Adrian Roper
Chief Executive

I began working in social care in 1981 as a care assistant in Cardiff. The health board and county council were creating comprehensive local services for people with a learning disability in west Cardiff, including bringing home all the local people who were then living in gloomy wards in Ely Hospital. It was called the NIMROD project and it helped to inspire the launching of the All Wales Strategy for people with learning disabilities in 1983.

But my involvement with social care and people with learning disabilities started before my paid career. My mother was the WRVS Organiser for my home village of Dinas Powys throughout the 1970s, and she used to involve me as a volunteer in all sorts of community care activities such as delivering meals on wheels and befriending someone who had become paralyzed after an accident in work. It was my mum who suggested I apply for a job with NIMROD and, as they initially wouldn’t accept me without any experience of people with a learning disability, I became a volunteer co-resident in a group home in Cardiff. The home had been established in 1974 by a young psychology student called Jim Mansell, and it involved students and other community volunteers living in a shared house with five people who had spent their teens in Ely Hospital. My time there was really inspiring. We were all equal as co-tenants and everyone gave something and gained something from sharing our lives together. I became great friends with an ex-Ely resident called Alan Duncan who sadly passed away a few years ago but whose smiling photo is always on the wall above my desk.

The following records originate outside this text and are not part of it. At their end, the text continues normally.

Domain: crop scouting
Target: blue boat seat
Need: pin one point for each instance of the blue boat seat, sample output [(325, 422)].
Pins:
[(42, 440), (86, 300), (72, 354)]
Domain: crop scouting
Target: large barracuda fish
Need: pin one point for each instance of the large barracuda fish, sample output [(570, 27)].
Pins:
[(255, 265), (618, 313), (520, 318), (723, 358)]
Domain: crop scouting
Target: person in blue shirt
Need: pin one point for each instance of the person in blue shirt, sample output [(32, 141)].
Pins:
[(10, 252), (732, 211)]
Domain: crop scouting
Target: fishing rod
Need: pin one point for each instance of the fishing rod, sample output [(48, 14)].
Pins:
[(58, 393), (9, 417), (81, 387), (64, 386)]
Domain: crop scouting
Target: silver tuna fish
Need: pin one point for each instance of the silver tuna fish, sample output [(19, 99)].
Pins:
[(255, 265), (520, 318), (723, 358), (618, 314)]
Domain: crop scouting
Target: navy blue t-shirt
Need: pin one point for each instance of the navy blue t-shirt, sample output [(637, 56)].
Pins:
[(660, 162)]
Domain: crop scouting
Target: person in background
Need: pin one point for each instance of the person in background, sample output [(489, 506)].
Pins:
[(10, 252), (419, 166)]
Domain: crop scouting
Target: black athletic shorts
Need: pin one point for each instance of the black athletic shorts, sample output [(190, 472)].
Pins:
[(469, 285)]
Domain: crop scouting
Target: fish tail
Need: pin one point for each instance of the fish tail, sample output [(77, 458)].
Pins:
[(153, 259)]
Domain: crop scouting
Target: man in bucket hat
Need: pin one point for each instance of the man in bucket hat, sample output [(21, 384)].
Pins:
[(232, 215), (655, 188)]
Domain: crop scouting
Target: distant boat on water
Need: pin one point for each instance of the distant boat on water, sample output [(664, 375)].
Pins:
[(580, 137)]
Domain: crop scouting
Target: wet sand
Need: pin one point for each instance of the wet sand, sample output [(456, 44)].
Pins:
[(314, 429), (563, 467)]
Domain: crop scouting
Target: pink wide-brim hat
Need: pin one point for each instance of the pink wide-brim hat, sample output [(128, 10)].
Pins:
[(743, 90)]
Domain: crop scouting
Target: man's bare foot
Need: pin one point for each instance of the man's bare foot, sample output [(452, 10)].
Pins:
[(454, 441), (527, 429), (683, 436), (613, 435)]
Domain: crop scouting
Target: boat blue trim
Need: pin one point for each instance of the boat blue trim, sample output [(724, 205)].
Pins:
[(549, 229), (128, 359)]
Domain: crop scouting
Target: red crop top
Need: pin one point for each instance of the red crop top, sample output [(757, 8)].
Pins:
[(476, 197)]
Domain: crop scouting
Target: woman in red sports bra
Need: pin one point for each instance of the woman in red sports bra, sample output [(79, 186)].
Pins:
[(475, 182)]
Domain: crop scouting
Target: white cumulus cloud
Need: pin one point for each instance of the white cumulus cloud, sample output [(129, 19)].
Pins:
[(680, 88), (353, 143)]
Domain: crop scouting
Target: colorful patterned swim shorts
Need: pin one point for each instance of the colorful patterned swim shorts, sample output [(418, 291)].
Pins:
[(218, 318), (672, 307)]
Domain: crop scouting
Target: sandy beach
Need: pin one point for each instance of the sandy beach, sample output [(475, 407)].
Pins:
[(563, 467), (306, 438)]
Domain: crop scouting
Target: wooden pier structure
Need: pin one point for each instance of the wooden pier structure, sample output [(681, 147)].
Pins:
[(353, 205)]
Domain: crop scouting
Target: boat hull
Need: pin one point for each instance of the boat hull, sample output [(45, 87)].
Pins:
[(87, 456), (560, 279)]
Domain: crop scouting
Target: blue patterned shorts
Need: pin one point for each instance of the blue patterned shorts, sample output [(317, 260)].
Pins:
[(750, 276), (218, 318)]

It was with funding support from the All Wales Strategy that Cartrefi Cymru was established in 1989, as a vehicle for the provision of high quality learning disability services in rural Wales and the Valleys, and I became its second Director in 1996. It hasn’t always been an easy job, especially with the challenges created by the marketisation of social care. But Cartrefi has got really strong values and great people, and together we are always striving to do what’s right, rather than just what’s in the contract. This led to our becoming a multi-stakeholder co-op where the people we support, employees and community supporters can all be members. The spirit of equality and solidarity is very much alive. And for me, so are the guiding spirits of Jim, Alan, and my mum.